Twitter needs an Arab Spring.
In the past 12 months, the micro-blogging social-networking service played a role in changing the world, 140 characters at a time. From Egypt to Libya to Syria and beyond, Twitter helped activists thwart censorship dragnets, connect with the similarly aggrieved and put underperforming leaders on the defensive.
Well, that was then. This will be remembered as the year Twitter sold its corporate soul at a time when the world needs genuine transparency and the tools to realize it. By blocking messages on behalf of governments, Twitter is both doing the dirty work for leaders from Beijing to Damascus and answering the biggest question of the day: Will the Internet change the world’s authoritarian r egimes, or will repressive governments change the Web? Unfortunately, it looks like the latter.
Twitter said it would withhold a posting, or tweet, in a country where a particular kind of content is banned, but the company won’t pull offending tweets from its entire audience. Such claims are no more convincing than those of Google, which spent years rationalizing why it helped nations like China stifle information. Google eventually developed a conscience and left the most-populous nation.
Granted, Twitter is in a tough spot as it goes from a scrappy Internet startup into a global power looking to win Wall Street’s blessing. Yahoo, Microsoft and Cisco Systems at times did their own bit for the Communist Party. I just wonder if there’s a better way for technology executives to go — one that doesn’t enable the worst impulses of paranoid world leaders in the name of market share and profit.
Egyptians who bravely took to Cairo’s Tahrir Square to oust Hosni Mubarak are lucky they did so last year. One shouldn’t overhype the roles Twitter or Facebook played in toppling rogue regimes. Yet if Egyptians were to take to the streets in 2012 rather than 2011, there’s a genuine question about whether history might be different.
An even bigger issue is how governments undermine their own nations’ economic performance. You won’t read about this on Twitter or Facebook, but in the pages of George Orwell’s 1949 classic “Nineteen Eighty-Four.” Orwell invented concepts like “Big Brother” and “thought crime” and “Newspeak” and offered prescient insights into how the Internet would evolve. Make that devolve, as events in Asia become decidedly Orwellian.
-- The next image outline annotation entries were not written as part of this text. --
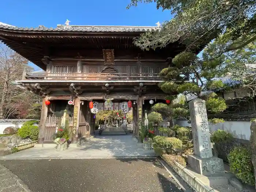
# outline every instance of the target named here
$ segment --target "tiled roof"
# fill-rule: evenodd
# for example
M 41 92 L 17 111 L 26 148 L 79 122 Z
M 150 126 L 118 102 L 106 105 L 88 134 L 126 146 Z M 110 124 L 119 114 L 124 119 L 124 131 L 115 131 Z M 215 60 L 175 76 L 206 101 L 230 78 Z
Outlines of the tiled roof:
M 85 32 L 144 32 L 154 31 L 159 28 L 157 27 L 138 26 L 94 26 L 83 25 L 58 25 L 57 27 L 46 27 L 39 25 L 36 27 L 15 27 L 0 22 L 0 29 L 9 29 L 17 31 L 67 31 Z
The free flow of ideas and data has never been more important to raising living standards. Any country that censors the conduits of those Information Age forces is handicapping itself and restraining the intellectual energy needed to drive growth. It was heartening to see Americans rise up against the Stop Online Piracy Act, a law so vaguely written that it would have had a chilling effect on free expression.
Asia is going in the opposite direction. Take South Korea, which is among the most plugged-in nations, with broadband speeds that are the envy of techies the world over. Korea’s curbs on online communications are about social morals and good conduct. Yet there’s plenty of doubt that such controls are compatible with democracy and economic progress.
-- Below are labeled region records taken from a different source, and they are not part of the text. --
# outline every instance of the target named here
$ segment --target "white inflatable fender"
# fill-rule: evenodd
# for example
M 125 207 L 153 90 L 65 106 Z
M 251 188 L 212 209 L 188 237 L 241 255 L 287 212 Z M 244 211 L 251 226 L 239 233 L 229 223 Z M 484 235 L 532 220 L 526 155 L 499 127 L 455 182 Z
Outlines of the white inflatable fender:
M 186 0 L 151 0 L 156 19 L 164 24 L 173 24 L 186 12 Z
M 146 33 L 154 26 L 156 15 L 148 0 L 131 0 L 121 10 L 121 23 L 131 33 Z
In India there’s a move to block material deemed objectionable. Who decides what meets that criteria and at what cost? In 2011, leaders were taken aback by an anti-corruption campaign that caught fire on Twitter and Facebook. India’s 1.2 billion people need more of that kind of social disruption. Indonesia, Singapore, Thailand and Vietnam aren’t above blocking websites or certain content. Japan and Malaysia are making similar noises.
Imagine a world where technology giants weren’t so quick to help governments censor. China should be of particular concern because its capital-markets, social-control model is attracting fans around the developing world.
What if you are an investor exchanging controversial ideas about China’s stability? Or an economist wondering about the accuracy of China’s data? You may be less inclined to question the conventional wisdom and the propaganda. It means the true state of two of the biggest dangers to China’s future — corruption and pollution — will become harder to discern. Officials are clamping down on micro-blogging services like those run by U.S.-listed Sina Corp.
One can argue that social media helped uncover conditions at the Shenzhen sweatshops that Apple Inc. relies on to churn out iPads and iPhones. These hypermodern gadgets are assembled in retrograde working conditions. The rash of suicides at Foxconn International Holdings’s factories tarnished the late Steve Jobs’ legacy as the world was celebrating him as an unambiguous force for good.
Apple faces an Internet Age conundrum. The ubiquity of gadgets and Internet access gives voice to the masses, including those angry about the human toll of Apple’s fat profits. Some users called for a Twitter boycott, using “(hash tag) TwitterBlackout” as a hash tag, or labels that let people easily find tweets. Organizations such as Reporters Without Borders are decrying a move it say s runs counter to the Arab Spring, in which Twitter served as a sounding board and information exchange.
There’s just one problem with calls to stop tweeting. Twitter can block those, too.
William Pesek is a Bloomberg View columnist.